C’est parti pour une scission de la Commission nationale de concertation sur le croissant lunaire (Conacoc). Au moment même où Imam Oumar Diène se faisait introniser coordonnateur à la grande mosquée de Dakar, nouveau siège de la commission, selon lui, un communiqué de cette même commission indique que Serigne Amadou Cissé Ndiéguène a été désigné président coordonnateur par intérim.
La décision a été prise après consultation, sous la direction du nouveau patron de la commission qui était jusque-là premier vice-président. Il sera assisté de Serigne Bou Mouhamed Kounta, ainsi qu’un comité technique pour la préparation de la prochaine assemblée générale.
« L’assemblée a tenu à préciser d’abord, que la Conacoc n’est pas en crise. Elle fonctionne correctement, la disparition brutale de son président ayant simplement perturbé le cours des choses », relativise le texte.
Dans le communiqué, il est précisé que l’actuel président coordonnateur a bénéficié de la confiance des « principaux membres fondateurs, pionniers et actifs des instances régulières de la CONACOC ainsi que les dignes représentants des grands foyers religieux du Sénégal ».

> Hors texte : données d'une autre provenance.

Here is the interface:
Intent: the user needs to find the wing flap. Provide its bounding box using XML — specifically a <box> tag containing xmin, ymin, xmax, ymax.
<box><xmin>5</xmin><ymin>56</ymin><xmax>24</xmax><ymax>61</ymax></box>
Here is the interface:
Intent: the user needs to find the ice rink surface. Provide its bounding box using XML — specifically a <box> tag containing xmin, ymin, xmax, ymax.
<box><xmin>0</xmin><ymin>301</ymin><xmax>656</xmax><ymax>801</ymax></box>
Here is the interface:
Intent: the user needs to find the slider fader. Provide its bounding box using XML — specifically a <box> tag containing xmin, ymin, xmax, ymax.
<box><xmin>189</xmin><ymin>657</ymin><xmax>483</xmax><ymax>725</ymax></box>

Il s’agit entre autres, de Chérif Moussa Guèye Laaye de Yoff Layenne, de Serigne Daouda Sakho de Touba, Imam Abdoul Aziz Dieng de Tivaouane, Imam Mansour Samb des Ibadou Rahmane.

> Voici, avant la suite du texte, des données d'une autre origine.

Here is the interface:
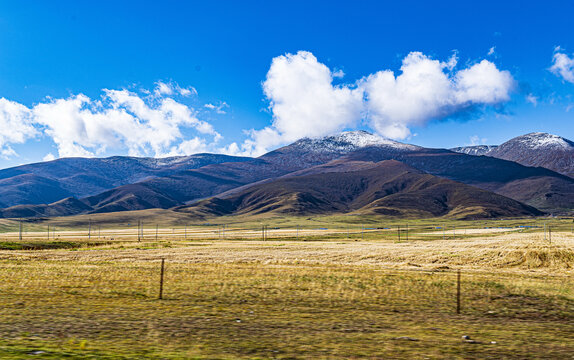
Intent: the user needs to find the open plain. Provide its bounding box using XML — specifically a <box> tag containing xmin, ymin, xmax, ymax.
<box><xmin>0</xmin><ymin>218</ymin><xmax>574</xmax><ymax>359</ymax></box>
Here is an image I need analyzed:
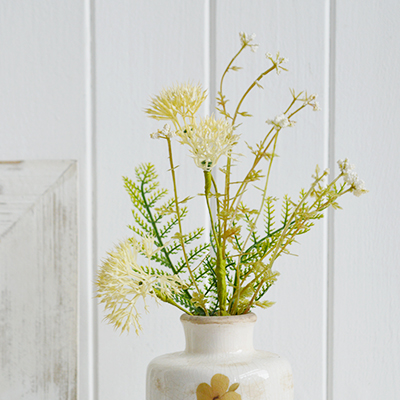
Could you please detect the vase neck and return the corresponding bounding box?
[181,313,257,354]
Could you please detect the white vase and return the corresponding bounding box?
[146,313,294,400]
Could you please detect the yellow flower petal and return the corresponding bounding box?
[221,392,242,400]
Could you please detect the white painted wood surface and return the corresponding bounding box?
[0,161,78,400]
[0,0,400,400]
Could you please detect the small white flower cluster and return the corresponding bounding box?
[150,124,175,139]
[239,32,258,53]
[265,114,294,131]
[337,158,368,197]
[300,92,321,111]
[265,51,289,75]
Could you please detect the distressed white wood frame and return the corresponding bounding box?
[0,161,78,400]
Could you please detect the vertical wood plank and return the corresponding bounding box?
[216,0,328,399]
[96,0,209,400]
[0,0,93,400]
[0,161,78,400]
[333,0,400,400]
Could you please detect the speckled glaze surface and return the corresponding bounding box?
[146,313,294,400]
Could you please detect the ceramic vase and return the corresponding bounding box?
[146,313,294,400]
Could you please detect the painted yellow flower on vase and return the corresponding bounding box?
[196,374,242,400]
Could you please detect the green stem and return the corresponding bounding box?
[204,171,227,315]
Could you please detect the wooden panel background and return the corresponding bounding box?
[0,161,78,400]
[0,0,400,400]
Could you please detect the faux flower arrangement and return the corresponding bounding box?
[96,32,367,332]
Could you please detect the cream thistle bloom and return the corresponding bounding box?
[96,238,184,333]
[145,83,207,121]
[150,124,175,139]
[337,158,368,197]
[177,116,239,171]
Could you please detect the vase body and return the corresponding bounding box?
[146,313,294,400]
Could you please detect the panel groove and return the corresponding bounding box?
[326,0,336,400]
[85,0,99,400]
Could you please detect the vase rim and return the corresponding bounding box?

La nouvelle équipe dirigée par Ndiéguène assure que la commission continue à fonctionner normalement et que son siège reste à Sicap Liberté 02. Les membres de la commission disent également se refuser à toute polémique.     
« Tous restent dans cette Commission par devoir islamique, par respect des guides qu’ils représentent, par leurs propres engagements respectifs et enfin par leur grande amitié avec leur défunt président », précise le communiqué.
Pour ce qui est de la recherche du croissant lunaire, la nouvelle équipe reste dans la continuité des principes défendus par Ahmed Iyane Thiam, avec peut-être un peu plus d’ouverture.
« la Conacoc a toujours respecté, autant que faire se peut, les canons de l’Islam,le Coran et la Sounna, tradition prophétique mouhammadienne, dans la compétence, la persuasion, le consensus, le calme et la sérénité, sans exclure de recourir, au besoin, aux connaissances modernes et autres lumières possibles ».